At the distribution end Pearson cites several areas that will require continuous attention from content creators and security vendors, including account session management – ie. policing the number of sessions allowed per account – and credential sharing. He also highlights the need for a close eye on premium sports and, in particular, awareness by the increasing number of sports teams and federations thinking about going direct to consumers with their own services.

“Pirates are getting more sophisticated, and whenever you shut one door they will always looking at other ones,” says Pearson.

Darren Lepke, Head of Video Product Management at Verizon Media

Darren Lepke

One step ahead
In a wide-ranging conversation about monetisation that also touches on the benefits of SVOD providers “switching to an AVOD or hybrid business model” as well as new opportunities arising from innovative advertising technologies, Verizon Media head of video product management Darren Lepke also highlights the importance of “staying one step ahead” of illegal streamers.

Focusing in particular on the current expansion of live on-demand and premium content, Lepke points to an industry-wide recognition that “DRM may be a challenge at present for live events, but that [measures such] as watermarking are now starting to come into play.” Account session management, more frequent change of stream keys, geofiltering – whereby the user can block or allow certain geographical areas to view a stream – and proactive stream monitoring are among the other measures cited by Lepke as featuring in an increasing number of content creators’ anti-piracy toolboxes.

Broadpeak is another technology vendor looking at the full range of monetisation solutions, with February 2021 bringing news of a new generation of the BkYou ad personalisation solution that supports the entire process of ad personalisation – from origin server to transcoding, packaging, and delivery to end-user devices. In terms of security, VP business development Xavier Leclercq pinpoints a recent change around stream keys, which are unique alphanumeric strings used to identify the source of streams in order for them to be viewed.

Broadpeak_Xavier Leclercq Full Resolution -1 (2)

Xavier Leclercq 

“We have increased key rotation so that [content owners] can change key more often, so that even if the keys are discovered they would only be valid for a short period. This is a very good measure for live content,” says Leclercq, who also suggests that watermarking will increasingly be required of rights holders to, for example, major sporting championships being streamed in 4K.

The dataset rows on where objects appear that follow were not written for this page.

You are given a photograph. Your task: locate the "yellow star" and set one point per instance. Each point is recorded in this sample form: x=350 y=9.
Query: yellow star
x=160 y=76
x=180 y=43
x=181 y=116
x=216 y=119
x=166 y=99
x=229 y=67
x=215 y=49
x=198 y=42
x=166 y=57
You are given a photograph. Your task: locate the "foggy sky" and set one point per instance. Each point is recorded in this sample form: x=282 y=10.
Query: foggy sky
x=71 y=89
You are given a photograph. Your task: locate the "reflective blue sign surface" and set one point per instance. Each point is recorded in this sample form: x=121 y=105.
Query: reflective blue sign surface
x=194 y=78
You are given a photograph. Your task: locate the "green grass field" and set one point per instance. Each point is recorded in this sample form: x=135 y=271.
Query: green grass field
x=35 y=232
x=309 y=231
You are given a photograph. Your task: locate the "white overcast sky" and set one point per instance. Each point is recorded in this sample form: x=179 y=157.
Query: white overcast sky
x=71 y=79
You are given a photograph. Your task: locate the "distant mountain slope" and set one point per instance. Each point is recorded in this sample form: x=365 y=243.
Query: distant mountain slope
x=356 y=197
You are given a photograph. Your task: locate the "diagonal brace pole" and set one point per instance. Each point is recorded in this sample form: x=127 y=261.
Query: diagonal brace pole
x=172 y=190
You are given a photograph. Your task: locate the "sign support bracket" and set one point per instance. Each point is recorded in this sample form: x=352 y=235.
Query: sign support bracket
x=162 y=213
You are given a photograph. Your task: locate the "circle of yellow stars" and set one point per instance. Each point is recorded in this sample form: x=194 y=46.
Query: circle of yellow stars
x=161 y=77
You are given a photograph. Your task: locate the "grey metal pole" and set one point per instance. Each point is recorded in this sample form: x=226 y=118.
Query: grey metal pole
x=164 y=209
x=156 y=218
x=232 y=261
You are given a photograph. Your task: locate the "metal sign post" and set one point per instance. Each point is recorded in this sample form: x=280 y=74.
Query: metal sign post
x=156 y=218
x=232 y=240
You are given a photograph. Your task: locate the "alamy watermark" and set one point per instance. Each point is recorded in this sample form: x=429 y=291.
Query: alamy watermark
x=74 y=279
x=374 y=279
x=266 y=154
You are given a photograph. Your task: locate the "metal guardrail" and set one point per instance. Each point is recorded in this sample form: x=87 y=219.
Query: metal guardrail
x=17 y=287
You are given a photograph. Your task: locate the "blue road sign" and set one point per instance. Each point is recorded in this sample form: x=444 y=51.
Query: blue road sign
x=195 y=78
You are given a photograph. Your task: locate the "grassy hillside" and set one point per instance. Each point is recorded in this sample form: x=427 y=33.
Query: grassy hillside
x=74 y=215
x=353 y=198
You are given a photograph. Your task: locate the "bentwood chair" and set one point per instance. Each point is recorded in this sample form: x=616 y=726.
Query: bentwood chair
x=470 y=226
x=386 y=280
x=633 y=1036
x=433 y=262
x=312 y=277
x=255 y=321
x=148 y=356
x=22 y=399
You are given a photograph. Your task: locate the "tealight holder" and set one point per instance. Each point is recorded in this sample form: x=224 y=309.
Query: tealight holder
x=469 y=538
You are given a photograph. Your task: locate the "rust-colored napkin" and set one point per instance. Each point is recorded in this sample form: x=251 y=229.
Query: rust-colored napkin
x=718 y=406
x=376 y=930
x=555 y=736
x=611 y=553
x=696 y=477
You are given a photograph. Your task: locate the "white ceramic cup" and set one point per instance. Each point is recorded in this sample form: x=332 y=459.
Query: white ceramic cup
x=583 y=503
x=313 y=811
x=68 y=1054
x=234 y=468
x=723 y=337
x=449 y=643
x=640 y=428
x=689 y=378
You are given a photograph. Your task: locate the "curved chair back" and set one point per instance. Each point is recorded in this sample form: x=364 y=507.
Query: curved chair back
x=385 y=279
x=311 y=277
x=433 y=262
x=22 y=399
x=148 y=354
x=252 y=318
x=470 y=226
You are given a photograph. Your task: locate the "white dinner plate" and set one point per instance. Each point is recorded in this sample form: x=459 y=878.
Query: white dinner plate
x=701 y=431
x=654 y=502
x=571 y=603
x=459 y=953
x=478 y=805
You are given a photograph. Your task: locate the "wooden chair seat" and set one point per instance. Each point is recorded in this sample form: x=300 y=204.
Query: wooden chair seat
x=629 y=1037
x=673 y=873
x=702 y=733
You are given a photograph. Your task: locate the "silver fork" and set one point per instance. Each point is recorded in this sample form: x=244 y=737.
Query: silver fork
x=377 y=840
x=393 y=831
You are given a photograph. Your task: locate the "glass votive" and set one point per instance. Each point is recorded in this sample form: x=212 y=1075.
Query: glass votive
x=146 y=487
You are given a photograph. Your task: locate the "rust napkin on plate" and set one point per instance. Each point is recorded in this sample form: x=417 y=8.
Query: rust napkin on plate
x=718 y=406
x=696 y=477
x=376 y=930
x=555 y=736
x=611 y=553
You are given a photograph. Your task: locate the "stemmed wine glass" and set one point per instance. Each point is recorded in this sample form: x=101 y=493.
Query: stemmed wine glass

With several interviewees also alluding to the ramping up of efforts to combat unauthorised viewing by the use of VPN, it is clear that security remains a vast moving target. Encouragingly, most content creators and broadcasters appear to be aware of the multi-faceted nature of the piracy threat, and are keen to implement multiple safeguards all along the chain to minimise their susceptibility. This will only become more critical as the sophistication of illegal streamers increases and the expectations around content protection – especially of premium sport and movies – continue to rise.